We're the Battling Bastards of Bataan,
No Mama, No Papa, No Uncle Sam,
No aunts, no uncles, no cousins, no nieces,
No pills, no planes, no artillery pieces,
And nobody gives a damn!
Frank Hewlett, 1942
My junior high math and home room teacher was on Corregidor. Spent his war years on a pow camp in Manchuria
Heres to you Bruce Mulholland
My father, a 20 yr. old Sergeant with the 60th Coastal AA Battery B served Battery Cheney, Topside, Corregidor. He was “Guest of The Emporer” No. 428 at Hoten Camp, Mukden Manchuria.
Thanks for sharing. God Bless our WWII armed forces...those who came home, and those who gave the “last full measure of devotion” for our beloved country.
One of my old bosses was POW who survived Bataan & prison until wars end. He firmly believed that the only reason he survived was that he and his group held prayer sessions every night after lights out and entrusted their life to the lord.
I heard that most of the Bataan POWs were from New Mexico.
When MacArthur returned to the Philippines, my uncle went with him.
Uncle Max had an 8th grade education but was damned good with a cook stove, fresh meat and anything vegetarian. He was the cook for a couple dozen MacArthur men who “returned.”
He retired as a Master Sergeant in ‘47, came home and started farming a small spread in S. Iowa.
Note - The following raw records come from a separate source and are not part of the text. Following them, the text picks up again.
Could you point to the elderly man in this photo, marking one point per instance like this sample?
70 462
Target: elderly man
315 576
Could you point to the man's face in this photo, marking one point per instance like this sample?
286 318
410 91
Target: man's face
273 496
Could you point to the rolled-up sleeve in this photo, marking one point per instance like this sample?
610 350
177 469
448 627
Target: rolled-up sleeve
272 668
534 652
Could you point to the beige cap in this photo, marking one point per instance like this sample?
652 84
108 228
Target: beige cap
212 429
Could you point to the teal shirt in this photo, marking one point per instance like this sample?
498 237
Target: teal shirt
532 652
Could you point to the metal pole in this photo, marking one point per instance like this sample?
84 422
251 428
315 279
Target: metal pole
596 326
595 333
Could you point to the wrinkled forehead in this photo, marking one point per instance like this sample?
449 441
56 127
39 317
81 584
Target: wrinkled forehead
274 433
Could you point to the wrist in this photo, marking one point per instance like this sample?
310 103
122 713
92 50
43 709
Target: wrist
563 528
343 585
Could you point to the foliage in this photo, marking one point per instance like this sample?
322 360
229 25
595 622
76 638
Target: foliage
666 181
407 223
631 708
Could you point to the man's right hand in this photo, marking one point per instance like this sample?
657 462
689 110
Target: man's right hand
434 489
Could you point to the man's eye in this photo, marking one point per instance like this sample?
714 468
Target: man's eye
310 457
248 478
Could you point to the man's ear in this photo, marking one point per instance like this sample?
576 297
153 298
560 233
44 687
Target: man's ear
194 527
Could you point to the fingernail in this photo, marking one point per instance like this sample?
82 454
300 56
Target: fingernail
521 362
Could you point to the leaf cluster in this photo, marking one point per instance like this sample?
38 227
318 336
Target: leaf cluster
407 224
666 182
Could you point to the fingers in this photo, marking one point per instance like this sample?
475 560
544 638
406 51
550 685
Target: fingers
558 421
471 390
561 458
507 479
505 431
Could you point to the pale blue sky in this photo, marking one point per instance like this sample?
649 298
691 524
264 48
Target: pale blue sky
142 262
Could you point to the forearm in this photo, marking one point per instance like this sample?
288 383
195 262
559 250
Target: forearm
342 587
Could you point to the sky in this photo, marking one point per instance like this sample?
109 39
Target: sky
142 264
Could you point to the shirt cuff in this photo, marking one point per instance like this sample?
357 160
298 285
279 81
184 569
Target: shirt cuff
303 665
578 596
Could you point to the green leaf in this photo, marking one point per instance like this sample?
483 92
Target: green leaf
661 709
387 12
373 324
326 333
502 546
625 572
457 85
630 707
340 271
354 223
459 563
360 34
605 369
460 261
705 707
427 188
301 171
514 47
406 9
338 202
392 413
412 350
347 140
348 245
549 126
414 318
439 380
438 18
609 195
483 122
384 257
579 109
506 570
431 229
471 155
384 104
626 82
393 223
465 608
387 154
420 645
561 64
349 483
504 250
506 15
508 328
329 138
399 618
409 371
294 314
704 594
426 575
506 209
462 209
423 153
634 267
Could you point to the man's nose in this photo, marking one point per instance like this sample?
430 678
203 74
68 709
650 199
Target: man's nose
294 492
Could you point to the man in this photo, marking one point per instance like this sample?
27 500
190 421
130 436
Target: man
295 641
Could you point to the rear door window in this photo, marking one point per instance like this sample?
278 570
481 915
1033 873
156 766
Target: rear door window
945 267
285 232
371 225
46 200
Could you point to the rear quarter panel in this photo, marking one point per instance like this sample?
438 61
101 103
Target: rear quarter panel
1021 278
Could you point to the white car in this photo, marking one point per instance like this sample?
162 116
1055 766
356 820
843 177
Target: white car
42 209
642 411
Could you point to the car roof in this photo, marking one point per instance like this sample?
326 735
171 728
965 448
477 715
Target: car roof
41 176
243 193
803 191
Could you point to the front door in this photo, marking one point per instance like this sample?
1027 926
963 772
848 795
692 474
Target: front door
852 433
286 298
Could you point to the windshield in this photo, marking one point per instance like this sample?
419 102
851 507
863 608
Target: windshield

Later, he aquired a grocery store along the cobblestone mainstreet of his home town.
I will visit his grave when I visit my mom and dad in a couple of weeks at Mystic Highland Cemetery.
His story here
More on the march here
They do not teach history earlier than the MLK days, as far as I can tell. Maybe a touch about those horrible Confederates.
Thank you very much for sharing your fathers wonderful life story. I met a Bataan survivor named Ward Redshaw who was from Albuquerque. He was a slave laborer in a Japanese coal mine during his captivity.
The New Mexico outfits were very tight knit. He was going to the annual reunions up until he died. My mothers first husband and high school sweetheart died in the European theater. She never told me that. I had to learn it from my older sister.
Different and tough Depression generation, who despite the worst kinds of treatment and circumstances, could still find love to give and share in their families.